Martin Müsli
Martin Müsli

Reputation: 1159

How to secure Firebase by checking for correct userID in the "official" Authentication database

I have users, registered with the EMail function of Firebase Authentication. Only authenticated users should write to my Firestore database.

My rule (from the documentation):

allow write: if request.auth != null;

allows access to every request where there is an non-null auth-object. This doesn't seem to be very secure. As you could just make a request with any auth = {something: "hacker"} object.

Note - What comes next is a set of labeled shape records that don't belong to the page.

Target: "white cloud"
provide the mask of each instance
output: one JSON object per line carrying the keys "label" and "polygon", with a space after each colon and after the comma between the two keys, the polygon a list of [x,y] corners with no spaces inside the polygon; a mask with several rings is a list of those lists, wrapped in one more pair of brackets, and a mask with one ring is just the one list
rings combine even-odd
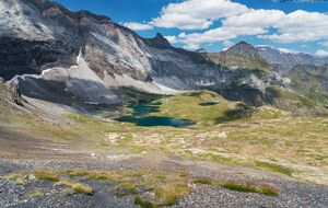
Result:
{"label": "white cloud", "polygon": [[233,45],[235,45],[233,42],[231,42],[231,41],[224,41],[223,42],[223,45],[225,46],[225,47],[231,47],[231,46],[233,46]]}
{"label": "white cloud", "polygon": [[249,10],[241,15],[227,16],[224,26],[270,27],[284,20],[285,13],[279,10]]}
{"label": "white cloud", "polygon": [[124,23],[124,26],[129,27],[133,31],[145,31],[145,30],[152,30],[153,26],[149,24],[141,24],[137,22],[126,22]]}
{"label": "white cloud", "polygon": [[164,36],[171,44],[176,44],[178,41],[176,36]]}
{"label": "white cloud", "polygon": [[247,12],[249,9],[230,0],[187,0],[169,3],[161,11],[161,16],[150,24],[159,27],[177,27],[180,30],[204,30],[221,18]]}
{"label": "white cloud", "polygon": [[316,56],[328,56],[328,51],[327,50],[317,50]]}
{"label": "white cloud", "polygon": [[285,54],[300,54],[301,51],[288,49],[288,48],[278,48],[280,51],[283,51]]}
{"label": "white cloud", "polygon": [[[152,26],[180,30],[206,30],[215,21],[221,26],[204,32],[169,36],[171,43],[187,44],[186,48],[202,43],[224,42],[238,36],[253,36],[276,43],[317,42],[328,46],[328,13],[297,10],[284,13],[280,10],[250,9],[231,0],[185,0],[162,8],[159,18],[147,24],[130,24],[132,30],[149,30]],[[125,24],[125,25],[126,25]],[[273,33],[269,33],[273,31]],[[189,44],[189,45],[188,45]]]}
{"label": "white cloud", "polygon": [[227,41],[236,38],[239,35],[257,35],[265,33],[268,33],[268,31],[260,27],[219,27],[204,33],[192,33],[188,35],[181,33],[178,37],[180,43],[201,44]]}
{"label": "white cloud", "polygon": [[185,49],[189,49],[189,50],[196,50],[199,49],[199,44],[187,44],[184,46]]}
{"label": "white cloud", "polygon": [[321,46],[327,46],[328,47],[328,41],[326,41],[326,42],[319,42],[318,44],[320,44]]}

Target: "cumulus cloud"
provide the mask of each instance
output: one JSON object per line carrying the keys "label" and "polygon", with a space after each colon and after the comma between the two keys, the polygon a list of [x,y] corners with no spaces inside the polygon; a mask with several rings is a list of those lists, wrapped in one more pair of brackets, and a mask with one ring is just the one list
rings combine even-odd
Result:
{"label": "cumulus cloud", "polygon": [[316,56],[328,56],[328,51],[327,50],[317,50]]}
{"label": "cumulus cloud", "polygon": [[164,36],[171,44],[178,43],[176,36]]}
{"label": "cumulus cloud", "polygon": [[177,27],[180,30],[204,30],[221,18],[247,12],[249,9],[230,0],[187,0],[169,3],[161,11],[161,16],[150,24],[159,27]]}
{"label": "cumulus cloud", "polygon": [[[220,27],[208,30],[213,23]],[[328,47],[328,13],[297,10],[285,13],[280,10],[251,9],[231,0],[185,0],[162,8],[161,14],[147,24],[126,23],[132,30],[153,26],[179,30],[208,30],[168,36],[172,43],[184,43],[195,48],[202,43],[223,42],[238,36],[256,36],[276,43],[318,42]],[[271,32],[270,32],[271,31]],[[273,31],[273,32],[272,32]]]}
{"label": "cumulus cloud", "polygon": [[153,26],[150,24],[142,24],[137,22],[126,22],[124,23],[124,26],[129,27],[133,31],[147,31],[153,28]]}
{"label": "cumulus cloud", "polygon": [[285,54],[300,54],[301,51],[288,49],[288,48],[278,48],[280,51],[283,51]]}
{"label": "cumulus cloud", "polygon": [[328,47],[328,41],[326,41],[326,42],[319,42],[318,44],[320,44],[321,46],[327,46]]}
{"label": "cumulus cloud", "polygon": [[233,45],[235,45],[233,42],[231,42],[231,41],[224,41],[223,42],[223,45],[225,46],[225,47],[231,47],[231,46],[233,46]]}
{"label": "cumulus cloud", "polygon": [[261,27],[219,27],[207,31],[204,33],[181,33],[179,37],[180,43],[185,44],[201,44],[201,43],[215,43],[236,38],[239,35],[257,35],[268,33],[267,30]]}
{"label": "cumulus cloud", "polygon": [[200,46],[199,46],[199,44],[192,44],[192,43],[190,43],[190,44],[185,45],[184,48],[185,49],[189,49],[189,50],[196,50],[196,49],[199,49]]}

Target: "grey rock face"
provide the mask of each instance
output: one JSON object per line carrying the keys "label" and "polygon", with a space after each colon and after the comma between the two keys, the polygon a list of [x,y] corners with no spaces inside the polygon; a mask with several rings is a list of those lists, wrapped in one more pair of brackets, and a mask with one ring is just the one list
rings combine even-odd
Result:
{"label": "grey rock face", "polygon": [[197,50],[195,50],[196,53],[200,53],[200,54],[204,54],[208,53],[204,48],[199,48]]}

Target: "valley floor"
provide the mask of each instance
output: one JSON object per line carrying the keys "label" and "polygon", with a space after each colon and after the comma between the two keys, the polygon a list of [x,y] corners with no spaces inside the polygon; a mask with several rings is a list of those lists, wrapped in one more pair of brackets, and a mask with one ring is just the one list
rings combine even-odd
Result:
{"label": "valley floor", "polygon": [[37,116],[0,116],[0,207],[328,207],[327,118],[141,127],[25,99]]}
{"label": "valley floor", "polygon": [[[297,182],[293,178],[242,166],[219,165],[213,162],[195,161],[179,157],[159,154],[120,154],[108,149],[86,148],[61,142],[48,142],[19,132],[0,130],[0,175],[9,176],[0,181],[0,207],[138,207],[137,195],[148,193],[142,187],[138,194],[108,192],[118,184],[116,181],[90,180],[85,175],[60,178],[78,181],[93,188],[92,195],[77,193],[65,196],[66,186],[56,186],[56,182],[32,178],[37,170],[84,170],[84,171],[138,171],[184,173],[189,193],[178,197],[174,207],[326,207],[328,187]],[[14,173],[25,173],[15,177]],[[11,176],[10,176],[11,175]],[[196,183],[195,178],[207,181],[254,184],[274,187],[279,196],[259,193],[236,192],[220,185]],[[20,184],[19,182],[22,182]],[[57,182],[58,183],[58,182]],[[129,182],[125,182],[129,183]],[[40,190],[42,196],[33,197]],[[31,194],[32,193],[32,194]]]}

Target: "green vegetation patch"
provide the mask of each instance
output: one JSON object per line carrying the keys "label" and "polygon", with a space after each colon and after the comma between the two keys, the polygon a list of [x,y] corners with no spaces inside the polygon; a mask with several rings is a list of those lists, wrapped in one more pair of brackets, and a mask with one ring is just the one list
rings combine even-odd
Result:
{"label": "green vegetation patch", "polygon": [[261,162],[261,161],[255,161],[255,164],[259,167],[268,169],[269,171],[282,173],[288,176],[292,176],[292,173],[293,173],[292,169],[285,167],[285,166],[279,165],[279,164]]}
{"label": "green vegetation patch", "polygon": [[72,190],[74,190],[77,193],[93,194],[92,187],[85,187],[82,184],[73,184]]}
{"label": "green vegetation patch", "polygon": [[208,184],[208,185],[212,184],[212,182],[210,180],[206,180],[206,178],[198,178],[198,180],[194,180],[192,182],[195,184]]}
{"label": "green vegetation patch", "polygon": [[27,192],[26,195],[28,196],[28,198],[40,198],[45,195],[44,193],[45,190],[38,188],[35,190]]}
{"label": "green vegetation patch", "polygon": [[249,183],[235,183],[235,182],[220,182],[214,181],[213,184],[222,186],[224,188],[236,190],[236,192],[247,192],[247,193],[258,193],[268,196],[279,196],[278,188],[270,184],[261,183],[259,185]]}
{"label": "green vegetation patch", "polygon": [[34,173],[34,176],[37,180],[47,180],[47,181],[52,181],[52,182],[58,182],[59,181],[59,177],[55,174],[47,174],[47,173],[36,172],[36,173]]}

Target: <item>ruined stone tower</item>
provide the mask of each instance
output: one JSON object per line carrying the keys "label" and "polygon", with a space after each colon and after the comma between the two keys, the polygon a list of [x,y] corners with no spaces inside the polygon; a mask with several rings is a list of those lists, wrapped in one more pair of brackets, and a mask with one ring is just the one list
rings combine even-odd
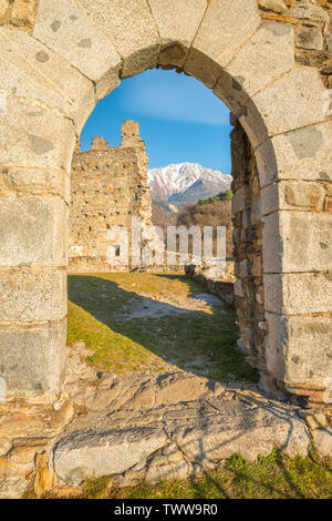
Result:
{"label": "ruined stone tower", "polygon": [[[94,137],[89,152],[75,149],[71,174],[70,269],[105,272],[111,226],[126,226],[139,217],[152,225],[147,185],[148,156],[139,137],[139,125],[125,121],[120,146],[111,147]],[[124,266],[126,268],[126,266]]]}

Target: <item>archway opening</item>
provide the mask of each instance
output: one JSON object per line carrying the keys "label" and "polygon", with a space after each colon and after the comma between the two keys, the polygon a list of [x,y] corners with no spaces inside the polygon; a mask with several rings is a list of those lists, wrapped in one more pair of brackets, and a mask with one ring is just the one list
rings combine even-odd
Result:
{"label": "archway opening", "polygon": [[[249,194],[232,215],[231,188],[252,184],[257,200],[259,180],[248,139],[229,116],[195,79],[148,71],[125,80],[87,121],[71,173],[69,344],[84,343],[100,370],[185,370],[227,384],[257,381],[261,229],[259,215],[251,224]],[[133,219],[141,221],[138,263]],[[153,260],[144,254],[151,226],[159,231]],[[115,227],[128,236],[112,235]],[[209,229],[212,263],[205,258]],[[188,246],[183,258],[180,232]],[[219,248],[226,259],[217,258]]]}

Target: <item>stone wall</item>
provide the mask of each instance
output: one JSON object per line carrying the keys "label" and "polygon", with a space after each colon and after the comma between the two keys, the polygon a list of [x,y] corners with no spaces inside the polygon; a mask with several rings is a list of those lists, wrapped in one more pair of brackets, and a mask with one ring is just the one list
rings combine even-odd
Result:
{"label": "stone wall", "polygon": [[231,132],[234,245],[236,259],[235,300],[239,339],[237,345],[247,361],[260,372],[260,385],[278,388],[268,381],[266,309],[262,267],[262,222],[260,183],[253,150],[239,124]]}
{"label": "stone wall", "polygon": [[9,392],[54,399],[61,390],[75,140],[123,79],[162,67],[211,89],[250,141],[267,369],[287,390],[323,401],[332,369],[331,8],[0,0],[0,377]]}
{"label": "stone wall", "polygon": [[[120,146],[110,147],[94,137],[89,152],[77,144],[71,172],[70,269],[108,272],[128,269],[106,262],[112,242],[111,226],[126,226],[139,217],[142,227],[152,225],[152,202],[147,185],[148,156],[139,137],[138,123],[126,121]],[[117,247],[117,245],[113,245]]]}

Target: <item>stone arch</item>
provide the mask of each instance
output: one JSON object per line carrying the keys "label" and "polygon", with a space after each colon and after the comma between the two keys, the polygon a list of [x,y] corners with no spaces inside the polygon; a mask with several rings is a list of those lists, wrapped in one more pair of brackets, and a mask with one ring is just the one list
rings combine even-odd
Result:
{"label": "stone arch", "polygon": [[[266,19],[256,0],[30,0],[15,12],[17,3],[0,29],[0,376],[9,391],[52,398],[61,387],[75,139],[121,79],[163,67],[212,89],[250,140],[268,375],[319,400],[331,371],[323,204],[332,129],[322,78],[295,61],[291,20]],[[235,210],[246,197],[245,187],[235,194]]]}

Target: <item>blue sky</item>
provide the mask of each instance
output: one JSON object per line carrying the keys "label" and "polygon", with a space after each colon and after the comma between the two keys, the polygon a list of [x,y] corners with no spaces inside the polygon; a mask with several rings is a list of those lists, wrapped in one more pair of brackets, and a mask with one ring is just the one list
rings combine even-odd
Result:
{"label": "blue sky", "polygon": [[139,122],[149,168],[190,161],[230,173],[229,111],[194,78],[152,70],[123,80],[89,118],[81,150],[96,135],[117,146],[124,120]]}

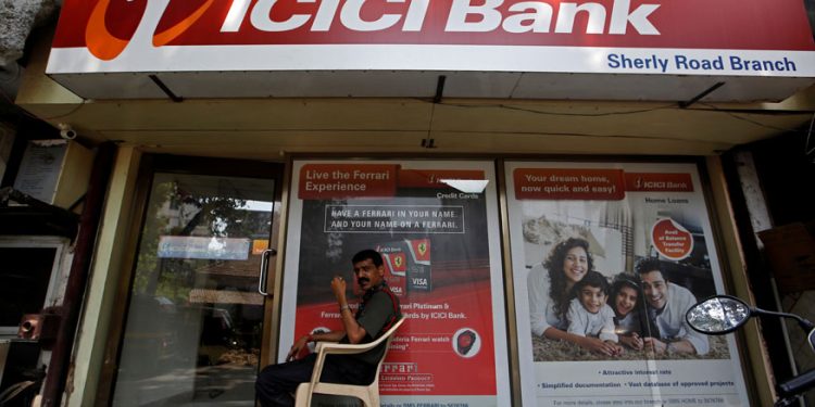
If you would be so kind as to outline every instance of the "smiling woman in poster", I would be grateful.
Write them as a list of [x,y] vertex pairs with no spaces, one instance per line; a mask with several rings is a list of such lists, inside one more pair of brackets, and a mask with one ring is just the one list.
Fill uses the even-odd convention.
[[591,352],[612,356],[613,345],[598,338],[579,336],[566,332],[568,303],[574,297],[572,288],[593,270],[589,242],[569,238],[557,243],[549,257],[532,267],[527,277],[529,319],[534,335],[562,340]]

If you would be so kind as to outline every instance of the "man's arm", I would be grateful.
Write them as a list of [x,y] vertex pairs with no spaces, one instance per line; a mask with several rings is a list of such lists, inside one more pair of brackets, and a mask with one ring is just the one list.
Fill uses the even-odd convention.
[[[331,280],[331,291],[334,291],[334,296],[337,298],[337,304],[340,307],[340,317],[342,318],[342,327],[344,328],[342,333],[348,335],[348,341],[350,343],[362,342],[367,332],[365,332],[365,328],[362,328],[362,326],[356,322],[354,313],[352,313],[351,308],[348,306],[348,298],[346,298],[346,280],[343,280],[342,277],[335,277]],[[342,336],[337,339],[337,341],[340,339],[342,339]]]

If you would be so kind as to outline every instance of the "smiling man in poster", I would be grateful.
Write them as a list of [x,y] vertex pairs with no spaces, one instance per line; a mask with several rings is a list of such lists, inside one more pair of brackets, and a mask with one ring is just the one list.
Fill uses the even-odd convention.
[[[287,361],[265,367],[258,376],[255,390],[264,407],[293,406],[291,393],[300,383],[311,379],[316,354],[303,358],[299,355],[310,342],[368,343],[386,332],[399,318],[399,298],[385,283],[385,265],[374,250],[356,253],[351,259],[356,282],[364,291],[356,313],[346,298],[347,284],[342,277],[331,279],[331,291],[339,305],[341,330],[313,333],[300,338],[291,346]],[[322,380],[330,383],[368,384],[374,381],[376,366],[386,352],[387,343],[359,355],[329,355],[323,368]]]
[[707,336],[692,330],[685,321],[685,314],[697,303],[695,296],[688,289],[669,282],[662,270],[661,262],[656,258],[647,258],[637,264],[649,318],[660,330],[644,339],[645,347],[656,354],[707,354]]

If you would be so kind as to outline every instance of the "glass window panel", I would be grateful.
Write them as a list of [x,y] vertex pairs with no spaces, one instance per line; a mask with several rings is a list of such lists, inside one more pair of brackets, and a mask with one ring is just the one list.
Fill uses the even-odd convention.
[[155,174],[114,405],[254,405],[274,183]]

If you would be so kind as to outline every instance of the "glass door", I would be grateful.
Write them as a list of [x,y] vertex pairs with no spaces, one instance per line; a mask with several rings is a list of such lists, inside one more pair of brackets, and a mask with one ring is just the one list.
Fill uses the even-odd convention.
[[274,202],[273,179],[153,174],[113,405],[254,405]]

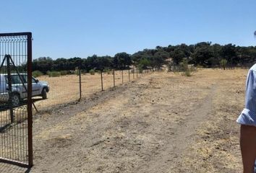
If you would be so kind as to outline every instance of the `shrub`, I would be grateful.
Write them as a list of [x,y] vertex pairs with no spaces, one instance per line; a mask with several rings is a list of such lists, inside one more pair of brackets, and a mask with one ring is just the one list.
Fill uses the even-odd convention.
[[89,71],[89,73],[90,74],[90,75],[95,75],[95,71],[93,70],[93,69],[90,69],[90,70]]
[[49,77],[59,77],[59,76],[61,76],[61,72],[56,71],[49,71],[48,76]]
[[42,75],[43,75],[43,73],[40,72],[40,71],[34,71],[32,73],[32,76],[33,76],[34,77],[39,77],[39,76],[40,76]]
[[224,70],[226,69],[226,66],[227,63],[228,63],[228,61],[226,61],[226,59],[222,59],[222,60],[221,60],[221,61],[220,61],[221,66]]

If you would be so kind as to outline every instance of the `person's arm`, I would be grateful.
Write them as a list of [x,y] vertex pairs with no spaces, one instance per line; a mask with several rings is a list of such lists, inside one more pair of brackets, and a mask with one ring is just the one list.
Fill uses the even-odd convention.
[[237,119],[241,124],[240,147],[244,173],[254,172],[256,158],[256,71],[248,71],[245,89],[245,107]]
[[240,147],[244,173],[253,173],[256,158],[256,127],[241,125]]

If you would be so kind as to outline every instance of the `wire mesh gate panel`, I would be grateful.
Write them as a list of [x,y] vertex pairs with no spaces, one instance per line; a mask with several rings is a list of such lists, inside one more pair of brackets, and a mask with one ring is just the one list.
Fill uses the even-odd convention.
[[0,34],[0,161],[32,167],[32,34]]

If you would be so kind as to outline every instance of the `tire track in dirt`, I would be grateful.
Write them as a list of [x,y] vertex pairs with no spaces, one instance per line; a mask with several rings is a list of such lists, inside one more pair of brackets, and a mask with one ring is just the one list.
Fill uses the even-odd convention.
[[216,88],[193,80],[153,74],[38,117],[32,172],[177,172]]
[[218,86],[214,84],[209,91],[207,97],[202,100],[187,117],[187,121],[181,125],[176,125],[171,138],[168,144],[161,149],[161,151],[146,164],[136,169],[137,172],[183,172],[186,168],[180,167],[183,161],[182,155],[185,149],[193,142],[195,130],[211,115],[213,109],[213,97]]

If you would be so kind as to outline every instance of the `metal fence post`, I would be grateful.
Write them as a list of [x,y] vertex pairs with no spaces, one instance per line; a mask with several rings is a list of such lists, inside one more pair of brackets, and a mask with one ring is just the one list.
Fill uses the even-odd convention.
[[9,99],[8,104],[9,106],[11,123],[14,123],[14,114],[13,114],[13,104],[12,104],[12,76],[11,76],[11,62],[10,56],[7,56],[7,79],[8,79],[8,94]]
[[33,115],[32,115],[32,33],[27,34],[27,148],[28,166],[33,165]]
[[129,69],[128,69],[128,79],[129,79]]
[[124,71],[121,70],[121,84],[124,84]]
[[103,91],[103,80],[102,79],[102,70],[101,70],[101,92]]
[[115,86],[115,69],[113,69],[113,82],[114,82],[114,87]]
[[81,81],[81,66],[79,66],[79,92],[80,92],[80,98],[79,100],[82,99],[82,81]]
[[138,78],[138,67],[136,67],[136,76]]
[[135,79],[135,65],[132,66],[132,79]]

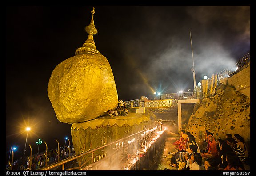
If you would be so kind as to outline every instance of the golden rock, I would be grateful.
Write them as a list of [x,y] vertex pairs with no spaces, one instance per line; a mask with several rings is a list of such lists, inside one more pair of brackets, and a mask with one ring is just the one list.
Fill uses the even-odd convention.
[[107,114],[118,105],[114,76],[106,57],[96,48],[92,19],[88,38],[75,56],[59,64],[52,73],[48,96],[57,119],[67,123],[83,122]]

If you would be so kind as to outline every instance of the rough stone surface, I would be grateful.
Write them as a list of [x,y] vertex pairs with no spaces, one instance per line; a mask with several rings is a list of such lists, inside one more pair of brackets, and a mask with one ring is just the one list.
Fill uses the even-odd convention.
[[[130,112],[127,116],[110,117],[107,115],[93,120],[73,123],[71,127],[71,136],[76,153],[101,147],[145,129],[155,126],[155,122],[150,119],[149,114],[144,115],[131,112],[131,109],[128,109]],[[127,144],[127,139],[124,142]],[[104,148],[103,150],[94,152],[94,154],[100,155],[109,149],[109,147]],[[82,159],[82,163],[87,162],[89,164],[92,161],[91,154]]]
[[48,91],[57,118],[64,123],[93,119],[118,105],[111,68],[98,54],[76,55],[59,64],[52,73]]

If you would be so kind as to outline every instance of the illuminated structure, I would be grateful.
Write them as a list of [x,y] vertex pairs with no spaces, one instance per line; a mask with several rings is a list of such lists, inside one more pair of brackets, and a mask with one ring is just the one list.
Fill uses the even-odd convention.
[[72,124],[107,114],[118,105],[114,76],[106,57],[93,41],[97,33],[92,18],[85,27],[89,35],[75,55],[59,64],[49,80],[48,92],[57,118]]
[[[112,117],[108,109],[117,107],[118,95],[114,76],[107,59],[97,50],[93,35],[94,8],[89,35],[75,56],[59,64],[49,81],[48,95],[60,122],[72,124],[71,135],[76,153],[81,153],[152,127],[149,116],[130,112],[128,116]],[[82,165],[107,152],[103,149],[81,157]],[[78,161],[80,162],[79,161]]]

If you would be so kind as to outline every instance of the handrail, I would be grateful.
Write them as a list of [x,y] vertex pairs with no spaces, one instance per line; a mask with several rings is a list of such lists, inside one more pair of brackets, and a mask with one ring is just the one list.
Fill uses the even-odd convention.
[[[117,141],[115,141],[115,142],[111,142],[111,143],[109,143],[109,144],[106,144],[106,145],[103,145],[103,146],[101,146],[101,147],[98,147],[98,148],[97,148],[94,149],[92,149],[92,150],[88,151],[85,152],[82,152],[82,153],[80,153],[78,154],[77,154],[77,155],[76,155],[73,156],[71,157],[69,157],[69,158],[68,158],[65,159],[64,159],[64,160],[61,160],[61,161],[58,162],[58,163],[53,163],[53,164],[51,164],[51,165],[49,165],[47,166],[47,167],[44,167],[44,168],[40,168],[39,169],[37,169],[37,170],[50,170],[50,169],[52,169],[52,168],[56,168],[56,167],[57,167],[60,166],[61,166],[61,165],[62,165],[62,169],[64,170],[64,167],[63,165],[64,165],[65,163],[68,163],[68,162],[71,161],[73,161],[73,160],[76,160],[76,159],[78,159],[78,158],[80,158],[80,157],[84,157],[84,156],[85,156],[85,155],[87,155],[87,154],[88,154],[91,153],[92,153],[92,152],[95,152],[95,151],[97,151],[97,150],[99,150],[99,149],[102,149],[102,148],[104,148],[104,147],[108,146],[109,146],[109,145],[112,145],[112,144],[114,144],[118,143],[118,142],[120,142],[120,141],[123,141],[123,140],[124,140],[124,139],[127,139],[127,138],[130,138],[130,137],[132,137],[132,136],[136,135],[137,135],[137,134],[140,134],[140,133],[144,133],[144,132],[146,132],[146,131],[147,131],[147,130],[148,130],[149,129],[152,129],[152,128],[148,128],[148,129],[147,129],[144,130],[142,130],[142,131],[139,131],[139,132],[137,132],[137,133],[135,133],[135,134],[131,134],[131,135],[129,135],[129,136],[127,136],[127,137],[126,137],[123,138],[121,138],[121,139],[119,139],[119,140],[117,140]],[[79,168],[81,168],[81,167],[80,166],[80,167],[79,167]],[[77,168],[77,167],[76,167],[75,168]]]

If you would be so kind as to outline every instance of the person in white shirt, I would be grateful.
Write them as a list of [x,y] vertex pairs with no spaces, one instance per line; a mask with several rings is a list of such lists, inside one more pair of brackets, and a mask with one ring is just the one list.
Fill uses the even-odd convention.
[[202,156],[198,152],[193,152],[189,161],[190,170],[205,170],[202,164]]

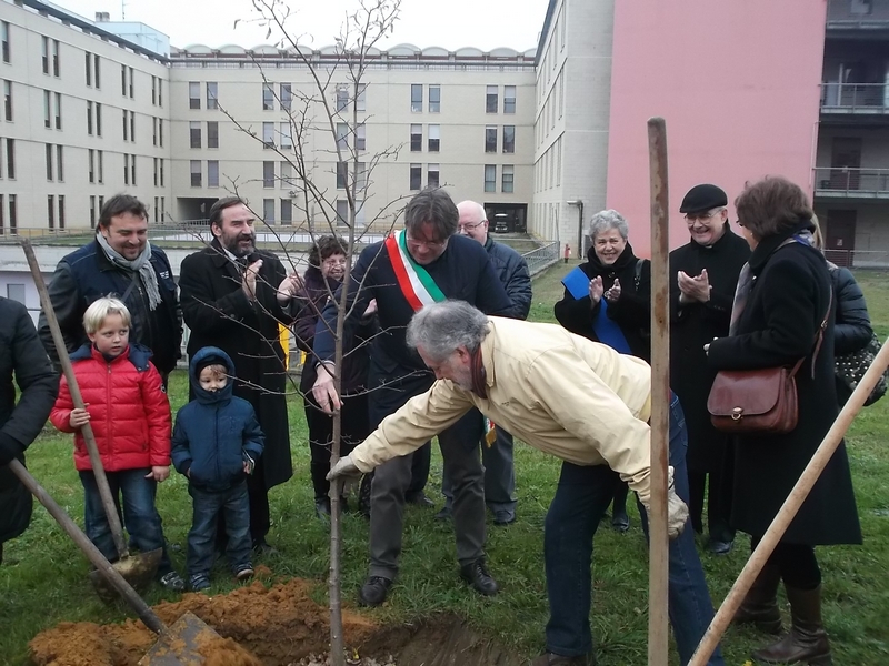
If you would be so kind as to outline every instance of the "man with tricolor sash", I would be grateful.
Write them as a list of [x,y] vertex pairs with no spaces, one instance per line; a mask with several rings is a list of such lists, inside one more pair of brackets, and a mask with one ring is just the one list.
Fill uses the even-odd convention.
[[[508,316],[512,309],[485,248],[457,235],[458,221],[457,206],[444,190],[420,192],[404,209],[404,229],[366,248],[349,276],[349,312],[363,312],[376,299],[381,329],[371,343],[371,427],[424,393],[436,380],[404,341],[414,312],[446,299],[467,301],[487,314]],[[340,405],[333,389],[336,340],[331,333],[336,331],[338,302],[333,299],[324,307],[314,336],[314,354],[321,361],[312,393],[327,412]],[[349,317],[346,326],[357,323]],[[492,595],[498,587],[485,564],[485,483],[478,448],[481,432],[481,414],[473,410],[438,440],[453,484],[460,575],[476,591]],[[404,491],[410,478],[409,455],[376,471],[370,504],[370,571],[359,594],[364,605],[382,604],[398,574]]]

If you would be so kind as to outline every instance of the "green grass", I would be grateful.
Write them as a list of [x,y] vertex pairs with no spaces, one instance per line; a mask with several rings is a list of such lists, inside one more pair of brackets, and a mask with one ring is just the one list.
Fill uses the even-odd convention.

So, to avoid this problem. How do I check if the given request.auth.uid is actually the one from the Firebase Authentication service?

Upvotes: 1

Views: 83

Answers (2)

Kundan
Kundan

Reputation: 1952

These set of rules worked for me.

service cloud.firestore {
 match /databases/{database}/documents {
    match /{document=**} {
      allow read, write: if request.auth.uid != null;
    }
  }
}

Upvotes: 1

Frank van Puffelen
Frank van Puffelen

Reputation: 598740

The request.auth variable is populated by Firebase automatically on the server, based on the ID token that is sent along from the client with each request. Minting an ID token for a given Firebase project, requires that you have access to the administrative credentials for that project.

This means that, as long as you ensure that you don't share the administrative credentials for your project publicly, nobody can inject their own information into the ID token, and this the request.auth object in your database is actually secure from tampering.


The rule in your question limits who can write data, as the user will need to be signed in to Firebase Authentication to be able to write. You'll typically also want to limit what the user can do, both by controlling the access (for example, only letting them access their own data), and by validating the data that they write.